Promoting diversity and implementing it both internally and externally is currently one of the most pressing priorities for companies. Marketing is particularly important here because it has a considerable influence on how we think, perceive and act. What should marketing professionals consider when it comes to diversity and what opportunities and pitfalls await? We talk to entrepreneur Tijen Onaran, one of the most important opinion leaders in Germany, about diversity, visibility and digitalisation.
1. Your motto is: "No digitalisation without diversity!” What does that mean exactly?
Innovation without diversity is inconceivable. Because no matter whether it is products or services, the question of who develops them is becoming increasingly important. In the consumer goods industry, for example, the following holds true: consumption is political. Consumers and customers pay attention to whether campaigns are diverse. It is only if I trust will I buy and trust is created by people’s faces. But if these faces are completely homogenous, representing only one gender or social class, I as a consumer with a diverse background will feel ignored. Moreover numerous studies show that diverse teams are more successful and, incidentally, also more crisis-resistant. And what company doesn't want to be successful in these areas?
2. What role does marketing play in this?
Marketing plays a very important role here. Because marketing makes diversity visible – and makes the lack of it visible too! A sense of belonging plays an increasingly important role in purchasing decisions. It is no coincidence that there are so many start-ups that take consumers behind the scenes of their work and show how committed they are to issues such as sustainability and diversity.
3. How should marketing professionals implement diversity in their campaigns?
When it comes to diversity marketing, the following applies: you have to practice what you preach! If I, as a company, run diversity campaigns but I do not have a diverse board or management, I will lack credibility. Diversity in campaigns starts with diversity in the workforce. Only diverse minds design diverse products. The discussion around Pinky Gloves, the start-up that pitched a pink glove in the “Höhle der Löwen” (Shark Tank) that was supposed to "help" women dispose of period products, has shown: if there is no diversity in the workforce, you can forget about targeting a diverse audience!
4. Alongside gender-appropriate language, are there gender-appropriate visuals, sounds, and strategies etc.?
These do exist! Essentially, what I see, I understand. For example, if I only see people with white skin in campaigns on social media, I will only address this target group. The same applies to the topic of age diversity or people with disabilities. No company in the world will be able to reflect every single diversity dimension equally in all campaigns and marketing instruments. After all, diversity is not about perfection. Diversity is about imperfection, about constant learning and change. I advise companies to build a community with whom they can develop diverse products and thereby constantly evolve.

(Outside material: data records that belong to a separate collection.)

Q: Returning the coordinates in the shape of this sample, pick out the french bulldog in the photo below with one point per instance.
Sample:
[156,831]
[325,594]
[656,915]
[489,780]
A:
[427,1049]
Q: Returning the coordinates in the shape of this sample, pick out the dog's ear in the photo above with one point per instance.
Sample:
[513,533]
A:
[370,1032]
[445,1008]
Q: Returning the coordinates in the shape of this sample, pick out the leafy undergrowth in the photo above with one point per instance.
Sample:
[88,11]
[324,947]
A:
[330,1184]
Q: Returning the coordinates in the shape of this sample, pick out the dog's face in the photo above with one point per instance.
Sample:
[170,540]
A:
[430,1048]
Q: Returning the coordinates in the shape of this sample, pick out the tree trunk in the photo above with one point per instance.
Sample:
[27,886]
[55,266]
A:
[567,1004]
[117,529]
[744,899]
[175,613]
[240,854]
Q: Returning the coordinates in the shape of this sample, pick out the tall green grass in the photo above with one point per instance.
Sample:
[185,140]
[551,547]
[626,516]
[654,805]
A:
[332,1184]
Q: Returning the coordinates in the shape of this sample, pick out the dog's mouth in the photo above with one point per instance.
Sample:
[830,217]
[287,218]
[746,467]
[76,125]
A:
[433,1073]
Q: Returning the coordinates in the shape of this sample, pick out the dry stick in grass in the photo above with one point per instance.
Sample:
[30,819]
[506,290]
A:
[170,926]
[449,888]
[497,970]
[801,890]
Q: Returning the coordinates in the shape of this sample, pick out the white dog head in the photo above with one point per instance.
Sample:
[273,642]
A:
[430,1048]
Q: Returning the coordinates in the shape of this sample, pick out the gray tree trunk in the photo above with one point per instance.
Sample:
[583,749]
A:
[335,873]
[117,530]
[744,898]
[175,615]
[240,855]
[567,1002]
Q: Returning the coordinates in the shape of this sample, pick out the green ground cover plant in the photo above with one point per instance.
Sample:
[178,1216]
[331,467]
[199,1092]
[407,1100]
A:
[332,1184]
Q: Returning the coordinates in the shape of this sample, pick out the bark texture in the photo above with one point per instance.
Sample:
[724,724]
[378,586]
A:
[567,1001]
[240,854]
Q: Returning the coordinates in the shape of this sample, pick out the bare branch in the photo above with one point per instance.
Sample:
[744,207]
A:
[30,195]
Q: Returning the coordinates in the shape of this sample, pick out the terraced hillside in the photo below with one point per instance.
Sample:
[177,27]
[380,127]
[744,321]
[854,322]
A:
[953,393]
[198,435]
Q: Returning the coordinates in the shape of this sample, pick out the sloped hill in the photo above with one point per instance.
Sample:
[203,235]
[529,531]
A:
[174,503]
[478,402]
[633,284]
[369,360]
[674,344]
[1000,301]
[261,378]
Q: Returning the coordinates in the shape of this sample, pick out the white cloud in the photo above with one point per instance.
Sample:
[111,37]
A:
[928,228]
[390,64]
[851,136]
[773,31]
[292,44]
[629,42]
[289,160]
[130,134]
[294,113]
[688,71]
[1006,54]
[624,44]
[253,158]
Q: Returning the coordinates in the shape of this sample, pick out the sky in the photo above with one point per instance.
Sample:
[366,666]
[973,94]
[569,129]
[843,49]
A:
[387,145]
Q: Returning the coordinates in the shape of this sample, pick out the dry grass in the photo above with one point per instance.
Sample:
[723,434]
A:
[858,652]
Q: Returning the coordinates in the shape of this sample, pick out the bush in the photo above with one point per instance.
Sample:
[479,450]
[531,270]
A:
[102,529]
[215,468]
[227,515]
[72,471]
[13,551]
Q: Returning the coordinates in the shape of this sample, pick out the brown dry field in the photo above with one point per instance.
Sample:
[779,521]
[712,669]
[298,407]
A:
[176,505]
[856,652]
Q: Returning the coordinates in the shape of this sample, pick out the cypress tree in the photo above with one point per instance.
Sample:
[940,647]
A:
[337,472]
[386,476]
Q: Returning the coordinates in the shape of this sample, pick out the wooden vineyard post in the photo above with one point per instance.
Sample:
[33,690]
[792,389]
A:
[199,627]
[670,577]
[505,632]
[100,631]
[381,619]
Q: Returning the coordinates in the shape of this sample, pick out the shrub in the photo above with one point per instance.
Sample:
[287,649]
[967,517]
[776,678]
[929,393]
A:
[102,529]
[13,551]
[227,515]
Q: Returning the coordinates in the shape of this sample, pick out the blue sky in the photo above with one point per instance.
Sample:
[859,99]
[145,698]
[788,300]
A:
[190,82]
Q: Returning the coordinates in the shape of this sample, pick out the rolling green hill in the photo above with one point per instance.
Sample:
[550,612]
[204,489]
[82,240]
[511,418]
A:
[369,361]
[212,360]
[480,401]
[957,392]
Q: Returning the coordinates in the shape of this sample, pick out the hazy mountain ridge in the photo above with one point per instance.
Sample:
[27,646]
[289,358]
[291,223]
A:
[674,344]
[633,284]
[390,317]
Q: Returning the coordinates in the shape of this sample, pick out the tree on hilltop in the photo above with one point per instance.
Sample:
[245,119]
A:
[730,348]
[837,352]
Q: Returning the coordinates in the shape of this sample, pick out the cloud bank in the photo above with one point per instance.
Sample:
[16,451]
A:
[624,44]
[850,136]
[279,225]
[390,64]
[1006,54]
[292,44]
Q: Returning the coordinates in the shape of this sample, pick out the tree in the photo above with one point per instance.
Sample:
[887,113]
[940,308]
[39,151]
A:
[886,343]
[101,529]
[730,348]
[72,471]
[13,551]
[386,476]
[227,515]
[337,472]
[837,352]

5. What are the most common mistakes and pitfalls?
The most common mistake is to do nothing for fear of doing something wrong. Not positioning oneself is no longer an option. We live in socio-political times and marketing plays a key role here. If I as a marketing manager am uncertain about something, it is essential to get advice and support from diversity experts. An external perspective can help to develop a diverse and critical outlook!
6. Which companies or campaigns are doing this well?
The start-up Gitti Conscious Beauty, founded by Jenni Baum-Minkus, depicts diversity in its images, ambassadors and campaigns in a natural way. Manufacturer Mattel has also made its Barbie dolls more diverse and this has paid off - in February, the company announced that it had generated its best sales in 15 years during the previous quarter, in large part due to its new diverse Barbie dolls!